Consistency of representation. Discrepancies between the information a candidate presents in their application and the information available in their digital footprint — different employment dates, omitted roles, exaggerated qualifications, undisclosed directorships — are identifiable through systematic digital screening and frequently invisible to traditional reference-based processes.

Historical conduct. Archived content — deleted social media posts recoverable through web archives, historical forum activity, cached professional profiles — reveals conduct that the candidate may have believed was no longer accessible. The digital record is more permanent than most individuals assume, and more discoverable than most diligence processes are designed to find.

The Methodology Question

The value of digital screening is a function of the methodology applied.
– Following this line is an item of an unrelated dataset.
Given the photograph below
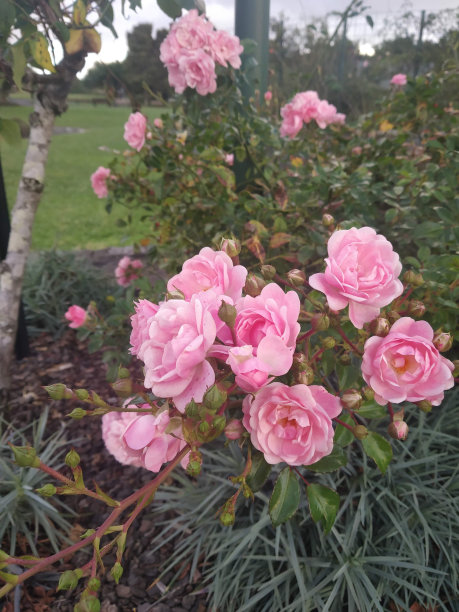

Automated keyword-based screening — the approach employed by most bulk-processing services — identifies surface-level issues through algorithmic pattern matching. It flags profanity, identifies explicit content, and categorises posts by topic. It does not interpret context, assess judgement, or evaluate the significance of what it finds.

The limitations of automated screening are significant. Irony is indistinguishable from sincerity. Professional commentary on a sensitive topic is indistinguishable from personal endorsement. A post sharing a news article about extremism is flagged identically to a post endorsing extremism. The false positive rate of keyword-based screening degrades trust in the process and creates legal risk in the assessment.

Human-reviewed digital screening addresses these limitations by applying analytical judgement to the data that automated tools collect. The human analyst interprets context, distinguishes commentary from conduct, evaluates patterns rather than isolated incidents, and produces assessments that reflect the nuance the compliance decision requires.

The distinction matters legally as well as practically. The UK GDPR and the Data Protection Act 2018 require that decisions with significant consequences for individuals are not based solely on automated processing. Digital screening that informs employment or appointment decisions must incorporate meaningful human review to satisfy this requirement.

The Candidate's Position

The rise of digital screening in compliance creates obligations in both directions. Organisations have a duty to conduct reasonable diligence. Individuals have an interest in ensuring their digital footprint reflects the professional standing they wish to present.

The executive who has never audited their own digital footprint — who does not know what a comprehensive search of their name, their email addresses, their username history, and their platform activity would reveal — is operating with an exposure they have chosen not to measure. The exposure does not diminish through ignorance. It persists until it is discovered — by an employer, a regulator, a journalist, or an adversary.

A self-screening exercise — conducted before the external diligence process, by a service with the methodology to identify what an adversary or a compliance officer would find — converts an unknown vulnerability into a manageable one. The content that cannot be removed can be contextualised. The content that can be removed should be. The content that does not yet exist can be governed to ensure it does not create future exposure.

The choice is not whether your digital behaviour will be evaluated. It is whether you will evaluate it first.